Here are some ideas as to what may be going wrong.


(Pixabay / ozkay)

Lack of rep variation

Conventional wisdom often dictates that muscle growth can be maximized in a moderate rep range of 6 to 12 reps per set. If it’s muscle growth you’re after, though, low range reps may be the better choice. In practice, a lower range of 1 to 5 reps per set with heavier weights has more consistently proven to maximize strength than a moderate range of reps. The use of heavier weights during training generates greater muscle tension which spurs better growth.

Don’t just stick with low rep sets, though. While they provide significant benefits, it’s good to mix them up with high rep training. High rep training, from 15 to 20 reps per set, increases your lactate treshold, which means you can stave off fatigue while training. This will enable you to increase time under tension, which is an important aspect of the muscle growth process.

By using the full spectrum of rep ranges, instead of training within the same rep range only, you can better optimize your muscle development. If your training is built around the moderate repetition program, that is fine, but make sure mix it up with lower and higher range reps for maximum strength and stamina building.

Too much of the same exercises

People tend to focus most on the exercises that they enjoy. Those exercises become the staples of their daily routine; however, sticking to the same exercises everyday causes the “repeated-bout effect.” The muscles get accustomed to the same continual patterns. This results in resistance to the muscle trauma that can promote muscle growth.

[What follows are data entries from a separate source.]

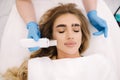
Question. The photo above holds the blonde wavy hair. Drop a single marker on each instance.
(46, 26)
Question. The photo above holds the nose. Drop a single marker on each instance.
(70, 35)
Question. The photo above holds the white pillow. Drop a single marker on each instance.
(12, 54)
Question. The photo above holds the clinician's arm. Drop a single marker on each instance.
(27, 12)
(90, 5)
(95, 20)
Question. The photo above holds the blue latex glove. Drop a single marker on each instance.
(34, 33)
(98, 23)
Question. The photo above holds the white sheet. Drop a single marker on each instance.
(93, 67)
(12, 54)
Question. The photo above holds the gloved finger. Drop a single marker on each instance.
(33, 49)
(106, 32)
(98, 33)
(36, 37)
(29, 36)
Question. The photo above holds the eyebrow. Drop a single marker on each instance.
(73, 25)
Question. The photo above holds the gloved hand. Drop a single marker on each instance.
(98, 23)
(34, 33)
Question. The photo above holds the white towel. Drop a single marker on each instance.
(94, 67)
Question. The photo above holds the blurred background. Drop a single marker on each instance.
(6, 6)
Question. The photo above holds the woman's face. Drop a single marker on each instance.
(67, 32)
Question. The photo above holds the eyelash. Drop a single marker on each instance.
(74, 31)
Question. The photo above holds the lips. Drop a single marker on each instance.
(70, 44)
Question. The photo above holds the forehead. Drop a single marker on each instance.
(67, 18)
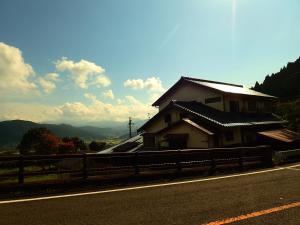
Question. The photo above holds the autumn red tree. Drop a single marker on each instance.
(39, 141)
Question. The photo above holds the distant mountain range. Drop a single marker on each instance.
(12, 131)
(284, 84)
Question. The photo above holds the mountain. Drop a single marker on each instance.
(12, 131)
(283, 84)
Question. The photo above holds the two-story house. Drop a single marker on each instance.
(197, 113)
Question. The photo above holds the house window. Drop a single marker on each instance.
(149, 140)
(229, 136)
(182, 115)
(234, 106)
(168, 118)
(251, 105)
(212, 100)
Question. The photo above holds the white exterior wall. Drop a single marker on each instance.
(196, 138)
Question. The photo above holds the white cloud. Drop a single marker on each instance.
(109, 94)
(15, 74)
(47, 85)
(48, 82)
(33, 112)
(81, 71)
(99, 111)
(134, 83)
(153, 84)
(102, 81)
(52, 76)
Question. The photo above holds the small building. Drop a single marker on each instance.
(196, 113)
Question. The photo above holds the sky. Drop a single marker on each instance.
(91, 61)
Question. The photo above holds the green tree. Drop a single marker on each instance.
(77, 142)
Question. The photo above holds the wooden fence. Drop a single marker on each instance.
(86, 165)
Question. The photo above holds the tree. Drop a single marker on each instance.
(96, 146)
(39, 141)
(66, 147)
(77, 142)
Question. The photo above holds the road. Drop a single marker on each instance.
(267, 197)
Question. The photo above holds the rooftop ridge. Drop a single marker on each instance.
(211, 81)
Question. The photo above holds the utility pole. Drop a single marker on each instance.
(130, 124)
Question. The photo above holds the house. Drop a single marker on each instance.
(196, 113)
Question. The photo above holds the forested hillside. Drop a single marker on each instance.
(284, 84)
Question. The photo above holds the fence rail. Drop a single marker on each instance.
(86, 165)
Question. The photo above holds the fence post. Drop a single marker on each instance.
(178, 160)
(84, 166)
(136, 163)
(213, 162)
(241, 160)
(21, 170)
(267, 158)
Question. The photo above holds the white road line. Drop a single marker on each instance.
(142, 187)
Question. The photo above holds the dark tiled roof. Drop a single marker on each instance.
(227, 88)
(284, 135)
(215, 85)
(227, 119)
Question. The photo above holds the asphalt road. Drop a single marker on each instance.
(192, 203)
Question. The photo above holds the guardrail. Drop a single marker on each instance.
(86, 165)
(287, 156)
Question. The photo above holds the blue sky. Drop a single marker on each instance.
(137, 48)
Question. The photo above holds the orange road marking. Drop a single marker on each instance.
(254, 214)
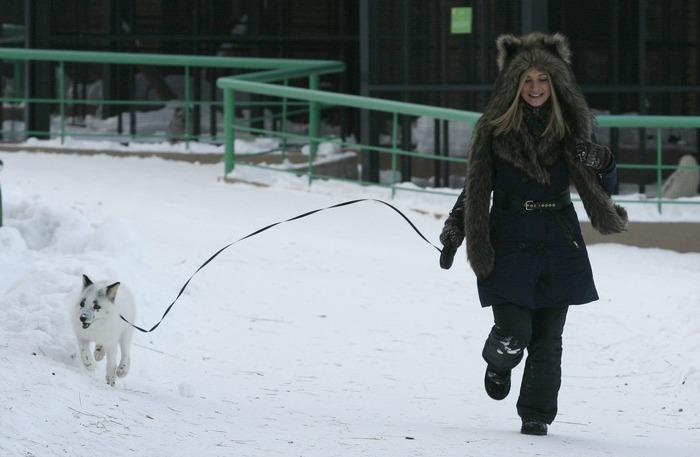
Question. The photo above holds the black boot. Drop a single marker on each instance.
(497, 383)
(533, 427)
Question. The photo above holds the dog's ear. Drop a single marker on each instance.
(112, 291)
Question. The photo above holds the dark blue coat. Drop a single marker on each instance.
(541, 258)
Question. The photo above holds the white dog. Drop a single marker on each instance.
(96, 318)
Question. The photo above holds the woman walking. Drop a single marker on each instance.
(524, 243)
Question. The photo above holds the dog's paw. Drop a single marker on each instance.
(123, 370)
(89, 364)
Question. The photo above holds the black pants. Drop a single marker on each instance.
(517, 328)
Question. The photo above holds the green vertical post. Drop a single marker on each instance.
(229, 135)
(314, 124)
(62, 99)
(394, 146)
(283, 126)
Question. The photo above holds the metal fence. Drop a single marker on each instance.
(222, 100)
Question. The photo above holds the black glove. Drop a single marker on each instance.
(451, 238)
(593, 155)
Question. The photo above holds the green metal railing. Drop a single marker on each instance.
(266, 68)
(656, 123)
(270, 78)
(395, 109)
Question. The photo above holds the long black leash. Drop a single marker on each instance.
(301, 216)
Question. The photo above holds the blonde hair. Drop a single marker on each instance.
(512, 118)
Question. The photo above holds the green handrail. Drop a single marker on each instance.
(270, 69)
(270, 77)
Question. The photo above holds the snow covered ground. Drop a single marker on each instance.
(334, 335)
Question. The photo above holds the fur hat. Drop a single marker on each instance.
(552, 54)
(531, 49)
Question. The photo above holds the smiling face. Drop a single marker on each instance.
(536, 90)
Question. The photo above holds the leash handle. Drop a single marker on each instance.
(268, 227)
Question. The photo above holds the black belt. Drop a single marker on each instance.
(506, 201)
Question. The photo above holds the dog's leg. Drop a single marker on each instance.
(86, 355)
(99, 352)
(111, 353)
(125, 348)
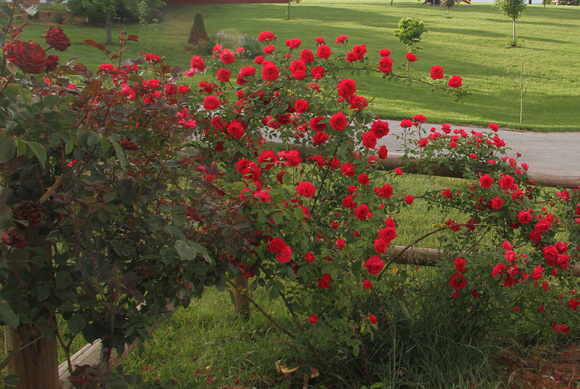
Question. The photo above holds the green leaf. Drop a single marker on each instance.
(175, 232)
(43, 293)
(69, 147)
(201, 268)
(51, 100)
(8, 316)
(76, 324)
(46, 332)
(279, 218)
(185, 251)
(93, 139)
(68, 115)
(39, 151)
(7, 149)
(20, 146)
(120, 155)
(105, 144)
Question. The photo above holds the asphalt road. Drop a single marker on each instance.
(551, 154)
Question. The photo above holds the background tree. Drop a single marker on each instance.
(103, 11)
(150, 11)
(512, 9)
(409, 32)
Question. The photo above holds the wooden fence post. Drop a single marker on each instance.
(239, 293)
(37, 362)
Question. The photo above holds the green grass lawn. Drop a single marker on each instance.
(472, 43)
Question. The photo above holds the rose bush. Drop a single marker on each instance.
(132, 186)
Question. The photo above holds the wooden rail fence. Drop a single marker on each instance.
(91, 353)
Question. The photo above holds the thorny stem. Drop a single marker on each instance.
(384, 311)
(66, 349)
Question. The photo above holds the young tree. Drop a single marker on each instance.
(512, 9)
(409, 32)
(102, 11)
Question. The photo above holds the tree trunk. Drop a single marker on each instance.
(108, 27)
(37, 363)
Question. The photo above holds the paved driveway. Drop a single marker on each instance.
(554, 156)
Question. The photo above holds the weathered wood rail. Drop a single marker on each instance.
(91, 353)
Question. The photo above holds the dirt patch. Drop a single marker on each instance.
(550, 367)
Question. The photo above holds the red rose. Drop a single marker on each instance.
(317, 72)
(318, 123)
(236, 129)
(306, 56)
(285, 255)
(362, 212)
(374, 265)
(127, 144)
(455, 82)
(198, 63)
(346, 88)
(320, 138)
(460, 264)
(458, 281)
(384, 52)
(369, 140)
(383, 152)
(269, 49)
(306, 189)
(386, 65)
(486, 181)
(227, 57)
(380, 246)
(276, 245)
(359, 51)
(211, 103)
(380, 128)
(270, 73)
(301, 106)
(266, 36)
(51, 62)
(323, 52)
(56, 38)
(496, 203)
(347, 169)
(388, 234)
(436, 72)
(223, 75)
(28, 56)
(338, 121)
(293, 43)
(386, 191)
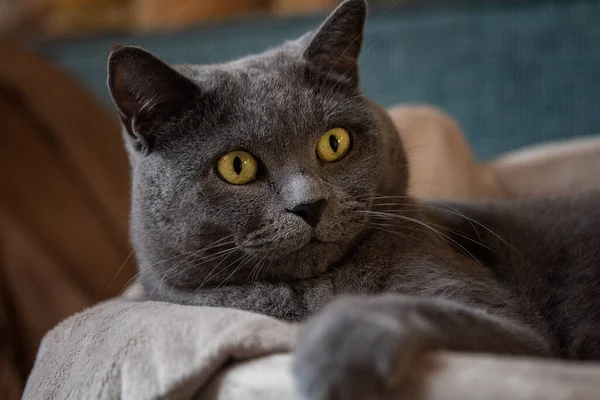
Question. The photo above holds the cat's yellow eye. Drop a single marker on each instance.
(333, 145)
(237, 167)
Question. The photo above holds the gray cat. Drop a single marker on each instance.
(271, 184)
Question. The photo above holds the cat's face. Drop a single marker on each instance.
(252, 169)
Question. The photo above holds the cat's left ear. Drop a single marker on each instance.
(335, 46)
(147, 93)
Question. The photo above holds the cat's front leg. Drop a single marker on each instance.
(362, 347)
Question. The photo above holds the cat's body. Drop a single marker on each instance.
(272, 185)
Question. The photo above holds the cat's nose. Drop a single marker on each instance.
(310, 212)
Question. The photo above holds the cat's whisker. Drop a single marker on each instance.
(454, 232)
(425, 225)
(120, 269)
(246, 260)
(212, 272)
(454, 211)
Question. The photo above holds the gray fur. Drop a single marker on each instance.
(412, 276)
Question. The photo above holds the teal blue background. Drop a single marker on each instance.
(513, 73)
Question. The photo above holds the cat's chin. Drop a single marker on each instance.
(313, 258)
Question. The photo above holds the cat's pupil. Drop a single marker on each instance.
(333, 143)
(237, 165)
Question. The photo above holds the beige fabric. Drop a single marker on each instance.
(147, 350)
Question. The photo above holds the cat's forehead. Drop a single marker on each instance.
(274, 70)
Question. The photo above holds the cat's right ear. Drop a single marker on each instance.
(146, 92)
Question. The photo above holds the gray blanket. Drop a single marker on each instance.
(149, 350)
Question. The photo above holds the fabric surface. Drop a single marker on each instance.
(148, 350)
(512, 72)
(145, 350)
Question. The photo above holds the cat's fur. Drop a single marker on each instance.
(418, 276)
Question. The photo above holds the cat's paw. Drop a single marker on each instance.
(354, 350)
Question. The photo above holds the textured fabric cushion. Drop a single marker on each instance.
(512, 72)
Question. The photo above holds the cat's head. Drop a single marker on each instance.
(258, 167)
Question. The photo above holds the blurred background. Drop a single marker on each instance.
(512, 72)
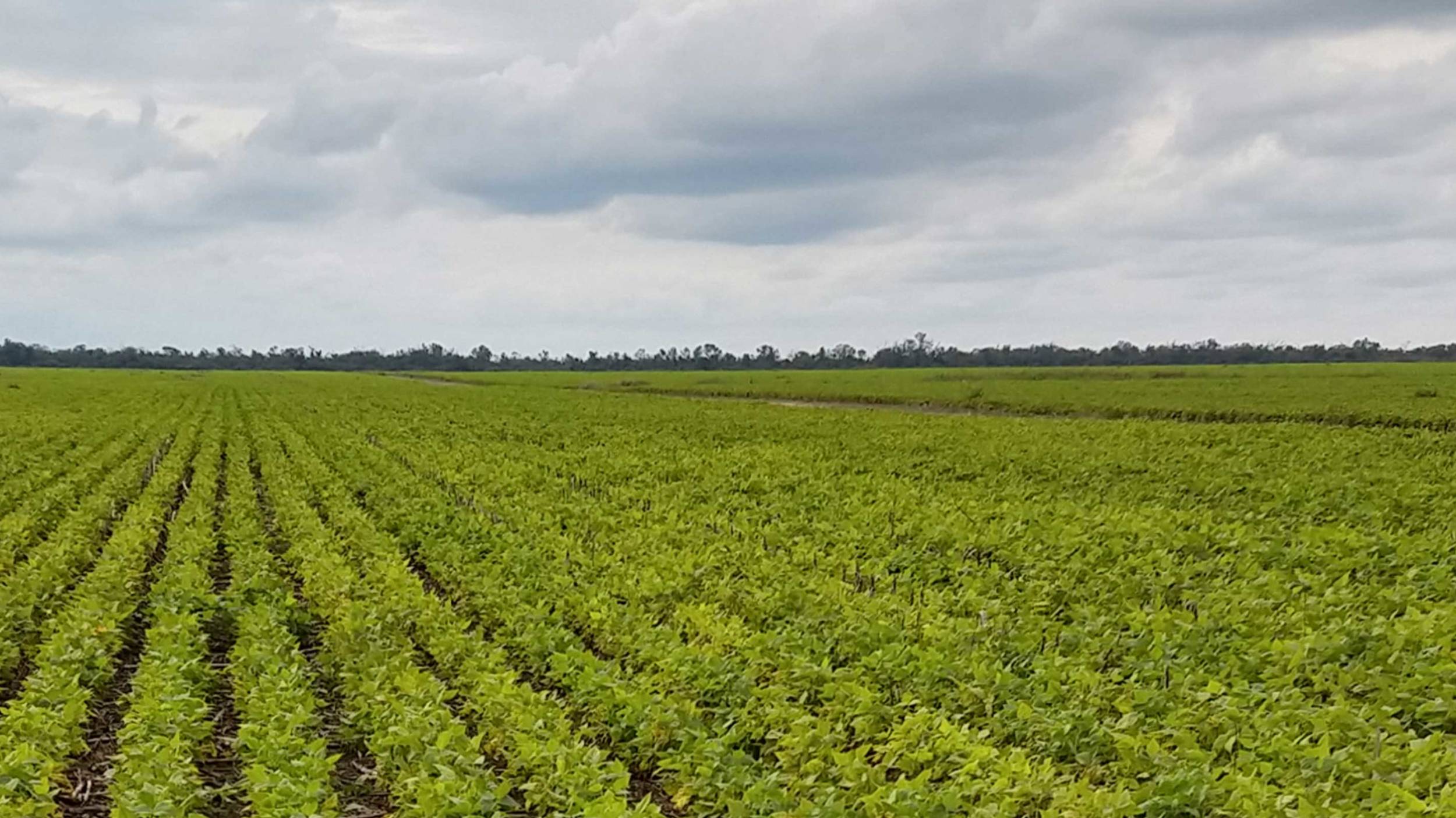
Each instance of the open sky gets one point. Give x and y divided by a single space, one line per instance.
605 175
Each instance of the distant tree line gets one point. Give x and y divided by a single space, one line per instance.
918 351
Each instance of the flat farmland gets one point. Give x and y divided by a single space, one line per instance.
292 594
1397 395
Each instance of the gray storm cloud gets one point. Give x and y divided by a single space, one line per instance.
794 171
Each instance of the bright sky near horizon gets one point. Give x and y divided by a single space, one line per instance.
619 175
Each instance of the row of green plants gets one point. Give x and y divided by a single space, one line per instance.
1157 671
526 731
768 753
424 752
1358 395
167 730
45 502
34 590
280 744
44 727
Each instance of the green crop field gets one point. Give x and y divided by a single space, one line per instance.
357 596
1404 395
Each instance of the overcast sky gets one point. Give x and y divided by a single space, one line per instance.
607 173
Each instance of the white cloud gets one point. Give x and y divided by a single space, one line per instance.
801 172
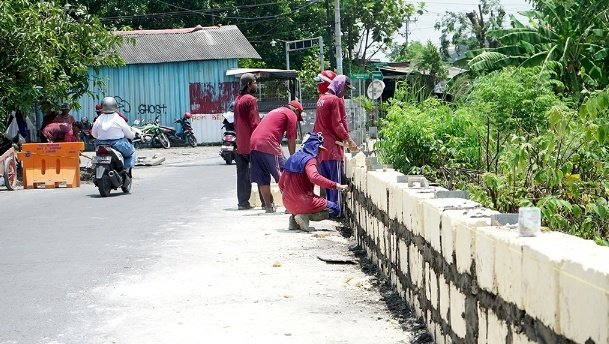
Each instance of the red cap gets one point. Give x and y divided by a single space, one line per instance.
296 104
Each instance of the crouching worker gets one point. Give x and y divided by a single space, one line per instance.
297 182
111 129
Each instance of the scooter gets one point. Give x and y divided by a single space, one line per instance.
183 136
229 140
110 172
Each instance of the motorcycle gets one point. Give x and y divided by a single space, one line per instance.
110 172
150 134
183 136
229 139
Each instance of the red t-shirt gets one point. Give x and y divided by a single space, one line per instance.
331 121
297 190
267 136
246 120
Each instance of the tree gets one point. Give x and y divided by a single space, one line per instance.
569 37
370 25
467 31
47 51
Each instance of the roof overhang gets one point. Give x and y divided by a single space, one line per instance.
264 73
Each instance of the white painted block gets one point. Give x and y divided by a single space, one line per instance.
457 311
482 325
583 294
497 329
444 298
415 262
484 256
508 264
403 252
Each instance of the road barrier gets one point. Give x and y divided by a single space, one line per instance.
51 165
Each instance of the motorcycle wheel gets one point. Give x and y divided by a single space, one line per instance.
104 185
192 140
126 187
162 140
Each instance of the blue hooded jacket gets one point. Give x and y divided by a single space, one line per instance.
310 146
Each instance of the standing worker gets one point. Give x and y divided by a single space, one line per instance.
246 120
266 156
297 182
331 122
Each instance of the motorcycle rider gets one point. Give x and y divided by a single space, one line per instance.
111 129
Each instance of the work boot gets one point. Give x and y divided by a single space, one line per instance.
303 221
293 226
320 216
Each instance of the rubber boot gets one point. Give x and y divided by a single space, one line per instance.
293 226
303 221
320 216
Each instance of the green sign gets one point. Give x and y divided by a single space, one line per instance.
360 76
377 75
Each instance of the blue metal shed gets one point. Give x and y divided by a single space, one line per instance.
170 72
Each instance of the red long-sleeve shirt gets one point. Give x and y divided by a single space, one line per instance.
297 190
246 120
331 121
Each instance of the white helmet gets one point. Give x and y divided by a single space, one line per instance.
109 105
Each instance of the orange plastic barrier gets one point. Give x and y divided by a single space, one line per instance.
50 165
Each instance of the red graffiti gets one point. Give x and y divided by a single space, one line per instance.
212 99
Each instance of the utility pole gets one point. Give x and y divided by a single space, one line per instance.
337 34
329 33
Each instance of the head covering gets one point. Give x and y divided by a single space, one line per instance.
338 85
311 144
296 104
323 80
246 78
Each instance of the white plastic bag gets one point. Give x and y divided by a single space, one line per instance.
12 130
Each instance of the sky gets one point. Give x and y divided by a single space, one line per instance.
423 29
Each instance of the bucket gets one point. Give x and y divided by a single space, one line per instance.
529 221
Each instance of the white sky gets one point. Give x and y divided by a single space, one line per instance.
423 29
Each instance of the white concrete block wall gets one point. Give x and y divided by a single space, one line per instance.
560 282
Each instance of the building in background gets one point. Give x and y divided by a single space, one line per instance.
170 72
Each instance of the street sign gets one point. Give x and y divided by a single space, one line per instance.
377 75
360 76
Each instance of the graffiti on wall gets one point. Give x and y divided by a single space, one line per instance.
208 98
155 109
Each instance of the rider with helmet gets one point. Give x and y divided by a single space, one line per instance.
111 129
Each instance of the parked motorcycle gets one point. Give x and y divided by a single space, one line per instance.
150 134
110 172
229 139
184 134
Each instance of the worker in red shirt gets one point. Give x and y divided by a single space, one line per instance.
266 157
297 182
247 118
331 122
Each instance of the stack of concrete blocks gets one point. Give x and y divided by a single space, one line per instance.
275 192
473 283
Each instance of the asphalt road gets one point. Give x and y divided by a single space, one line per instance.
174 262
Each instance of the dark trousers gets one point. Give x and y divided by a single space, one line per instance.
244 183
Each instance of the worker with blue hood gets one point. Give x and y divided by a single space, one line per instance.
298 181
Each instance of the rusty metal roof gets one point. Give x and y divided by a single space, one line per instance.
189 44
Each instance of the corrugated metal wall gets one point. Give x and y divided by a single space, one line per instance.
168 90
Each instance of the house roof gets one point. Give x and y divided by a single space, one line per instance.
188 44
264 73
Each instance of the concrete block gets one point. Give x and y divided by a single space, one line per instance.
497 329
434 291
403 252
508 264
433 211
444 298
583 295
484 256
457 311
482 325
415 263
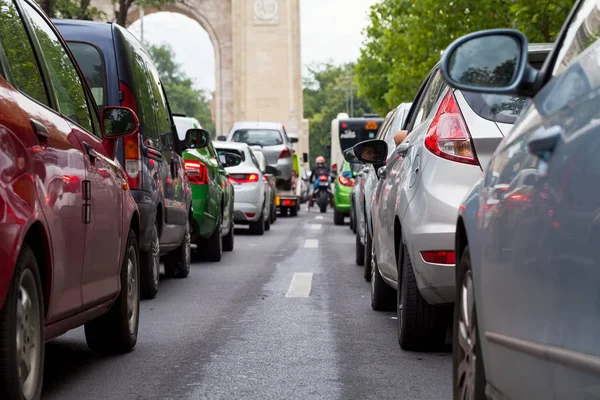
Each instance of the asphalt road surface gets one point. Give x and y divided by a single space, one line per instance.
284 316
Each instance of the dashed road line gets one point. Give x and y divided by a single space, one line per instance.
300 285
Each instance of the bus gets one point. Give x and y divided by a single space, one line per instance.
346 132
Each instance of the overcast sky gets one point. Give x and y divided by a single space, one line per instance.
331 31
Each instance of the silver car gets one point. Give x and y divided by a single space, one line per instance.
250 205
276 146
452 134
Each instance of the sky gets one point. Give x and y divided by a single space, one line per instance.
331 32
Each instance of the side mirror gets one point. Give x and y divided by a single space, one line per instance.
272 170
197 138
490 61
371 151
118 122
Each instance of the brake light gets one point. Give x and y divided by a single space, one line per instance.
448 136
285 153
345 181
439 257
196 172
244 178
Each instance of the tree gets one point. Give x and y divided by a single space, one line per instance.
326 94
405 38
183 97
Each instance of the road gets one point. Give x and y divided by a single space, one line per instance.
229 331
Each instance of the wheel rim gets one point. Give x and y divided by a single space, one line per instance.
467 340
132 291
155 257
28 339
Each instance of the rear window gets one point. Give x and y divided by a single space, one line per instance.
91 63
263 137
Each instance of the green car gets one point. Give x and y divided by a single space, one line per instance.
342 190
212 196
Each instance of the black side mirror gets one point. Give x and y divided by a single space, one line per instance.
197 138
371 151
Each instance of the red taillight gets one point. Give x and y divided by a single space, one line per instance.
285 153
196 172
448 136
439 257
244 178
345 181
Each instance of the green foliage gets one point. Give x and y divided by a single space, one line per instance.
183 97
405 38
326 94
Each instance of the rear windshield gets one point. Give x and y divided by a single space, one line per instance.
90 61
263 137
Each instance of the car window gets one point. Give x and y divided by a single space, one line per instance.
91 63
22 62
583 31
263 137
65 79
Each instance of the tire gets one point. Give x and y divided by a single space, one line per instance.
475 377
214 244
26 279
421 326
177 262
383 297
338 217
150 267
228 240
368 255
116 331
258 227
360 252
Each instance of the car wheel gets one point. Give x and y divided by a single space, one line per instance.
177 262
360 251
116 331
22 332
338 217
421 326
228 240
368 255
383 297
258 227
150 267
467 360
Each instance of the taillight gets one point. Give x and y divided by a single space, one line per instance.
285 153
196 172
345 181
439 257
244 178
448 136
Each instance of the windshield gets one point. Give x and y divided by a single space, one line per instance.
262 137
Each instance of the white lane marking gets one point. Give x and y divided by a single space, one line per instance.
311 243
301 285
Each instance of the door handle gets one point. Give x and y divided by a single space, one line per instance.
544 142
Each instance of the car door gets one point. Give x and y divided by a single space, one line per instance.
102 195
56 154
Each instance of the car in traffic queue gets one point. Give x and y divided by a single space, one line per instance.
276 145
365 192
250 206
120 72
451 136
212 226
529 227
342 187
69 226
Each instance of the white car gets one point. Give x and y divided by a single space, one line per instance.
248 182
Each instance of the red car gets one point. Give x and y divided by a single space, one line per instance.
68 224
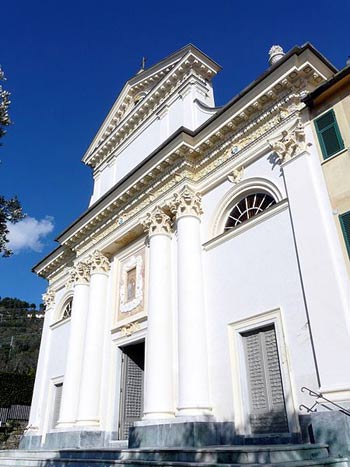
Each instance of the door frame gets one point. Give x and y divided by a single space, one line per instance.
122 384
241 400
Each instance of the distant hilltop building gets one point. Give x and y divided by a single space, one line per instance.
204 297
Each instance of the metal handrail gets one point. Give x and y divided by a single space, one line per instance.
322 402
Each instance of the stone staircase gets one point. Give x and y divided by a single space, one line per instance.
302 455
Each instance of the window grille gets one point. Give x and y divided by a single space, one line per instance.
67 309
328 134
345 225
247 208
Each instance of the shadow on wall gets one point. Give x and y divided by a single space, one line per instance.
332 428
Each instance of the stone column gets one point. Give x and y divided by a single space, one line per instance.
72 376
41 380
90 389
159 396
321 260
193 355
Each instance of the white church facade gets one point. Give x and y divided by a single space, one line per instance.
206 284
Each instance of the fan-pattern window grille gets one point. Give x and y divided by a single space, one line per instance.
67 309
248 207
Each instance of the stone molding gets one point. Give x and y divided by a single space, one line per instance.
157 222
98 262
81 273
290 142
49 299
236 175
186 203
130 329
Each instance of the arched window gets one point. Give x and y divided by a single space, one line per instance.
66 311
248 207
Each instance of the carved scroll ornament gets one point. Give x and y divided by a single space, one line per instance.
186 203
290 143
156 222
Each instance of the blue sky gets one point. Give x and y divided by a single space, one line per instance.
66 62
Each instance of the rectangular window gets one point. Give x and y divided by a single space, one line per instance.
57 403
345 225
328 134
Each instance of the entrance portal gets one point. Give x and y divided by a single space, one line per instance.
131 387
267 405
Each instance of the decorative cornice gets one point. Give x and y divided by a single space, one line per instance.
290 142
236 175
49 299
130 329
70 281
81 273
156 222
98 262
186 203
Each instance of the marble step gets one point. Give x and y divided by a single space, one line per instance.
277 455
40 462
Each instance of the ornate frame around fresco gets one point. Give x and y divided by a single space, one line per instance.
127 308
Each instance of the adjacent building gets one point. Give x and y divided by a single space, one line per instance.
208 281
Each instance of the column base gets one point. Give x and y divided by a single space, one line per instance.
154 416
194 412
88 422
181 434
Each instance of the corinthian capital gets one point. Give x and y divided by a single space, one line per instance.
186 203
48 299
156 222
98 262
81 273
290 142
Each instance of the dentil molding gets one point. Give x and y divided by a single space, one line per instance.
98 263
156 222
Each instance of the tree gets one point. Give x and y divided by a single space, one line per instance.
10 209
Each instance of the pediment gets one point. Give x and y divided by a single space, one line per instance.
128 107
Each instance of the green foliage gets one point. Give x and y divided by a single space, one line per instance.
10 209
16 389
20 335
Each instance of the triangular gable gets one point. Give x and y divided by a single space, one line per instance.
138 87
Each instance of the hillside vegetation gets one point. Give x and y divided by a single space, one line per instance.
20 334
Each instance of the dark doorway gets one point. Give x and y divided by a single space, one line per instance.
267 404
131 387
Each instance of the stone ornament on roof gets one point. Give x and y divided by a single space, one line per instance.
98 262
157 222
186 203
290 142
49 299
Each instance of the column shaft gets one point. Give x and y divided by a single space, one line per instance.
192 329
159 397
89 404
75 355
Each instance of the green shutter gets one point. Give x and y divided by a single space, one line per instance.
345 225
328 134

Using different exercises each day is beneficial to building muscle mass. Different exercises allow for structural disruptions of the muscle fibers that are essential for bulking up.

Too Much Cardio

Body builders attempt to spur muscle development while also reducing body fat. At times, muscle builders increase cardio training in order to accelerate fat loss. While it is alright to combine cardio and muscle development, overdoing the cardio training is not good because the signaling pathways for cardio training and resistance training are contradictory. Cardio training promotes catabolic processes while resistance training promotes anabolic processes. In other words, cardio training involves protein breakdown while resistance training involves protein synthesis. When you overdo your cardio training, you allow too much protein breakdown, hampering your muscle-building goal.

With the New Year approaching, it’s a good idea to evaluate your muscle building routine. If you’re happy with the results, press on. If it’s time for a change, though, consider adjusting your habits to achieve the physique you’re seeking.